В 2023 году термину “тоталитаризм” исполнилось сто лет. Впервые он появился у Джованни Амендолы в 1923-м для негативной характеристики режима Муссолини, но был впоследствии популяризован самими итальянскими фашистами. В 1926-м его начал использовать философ Джованни Джентиле. В работе Муссолини, написанной при участии Джентиле, “Доктрина фашизма” (1931) тоталитаризм понимается как абсолютная власть государства: Tutto nello Stato, niente al di fuori dello Stato, nulla contro lo Stato.
Испанский мыслитель Хосе Ортега-и-Гассет термин “тоталитаризм” не употреблял, но уделил большое внимание сравнению режимов Муссолини и Сталина, рассуждая о судьбе государства, покоренного восстанием масс. Он первым увидел, как демократия перерождается в нечто прямо противоположное, разглядел истоки тоталитаризма в триумфе “гипердемократии, когда массы действуют непосредственно, помимо закона, навязывая всему обществу свою волю и свои вкусы”. По его словам, “Муссолини нашел превосходно организованное итальянское государство, организованное не им, но как раз теми силами и идеями, с которыми он борется, — либеральной демократией, и начал безжалостно его истощать”.

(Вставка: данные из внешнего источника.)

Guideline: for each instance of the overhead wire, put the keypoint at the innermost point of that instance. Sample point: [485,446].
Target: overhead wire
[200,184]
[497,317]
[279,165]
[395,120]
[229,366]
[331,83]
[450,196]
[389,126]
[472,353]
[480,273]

“Восстание масс” полностью было опубликовано в 1930 году, то есть до прихода к власти нацистов, когда для испанского мыслителя уже были ясны одноприродность режимов Сталина и Муссолини и их происхождение из того, что он называл гипердемократией, лишенной либерального начала, то есть деперсонализированной. К сходным выводам пришел почти десять лет спустя Франц Боркенау, рассматривавший взаимное сближение двух союзников (на момент написания его книги “Тоталитарный враг”) — нацистской Германии и СССР. Выводы его книги о нацизме как коричневом большевизме и о большевизме как красном фашизме; о том, что фашистские тенденции проявились в коммунистической России раньше, чем большевистские в нацистской Германии, были подробно разобраны в рецензии Джорджа Оруэлла, опубликованной 4 мая 1940 года, в самые тяжелые дни противостояния Британии союзу Германии и СССР. Оруэлл сделал вывод: “Два режима, начавшие с противоположных концов, стремительно перерастают в одну и ту же систему — некий олигархический коллективизм”. Хотя сам Боркенау, пожалуй, был резче, называя фашизм самой крайней политической формой самой крайней разновидности социализма.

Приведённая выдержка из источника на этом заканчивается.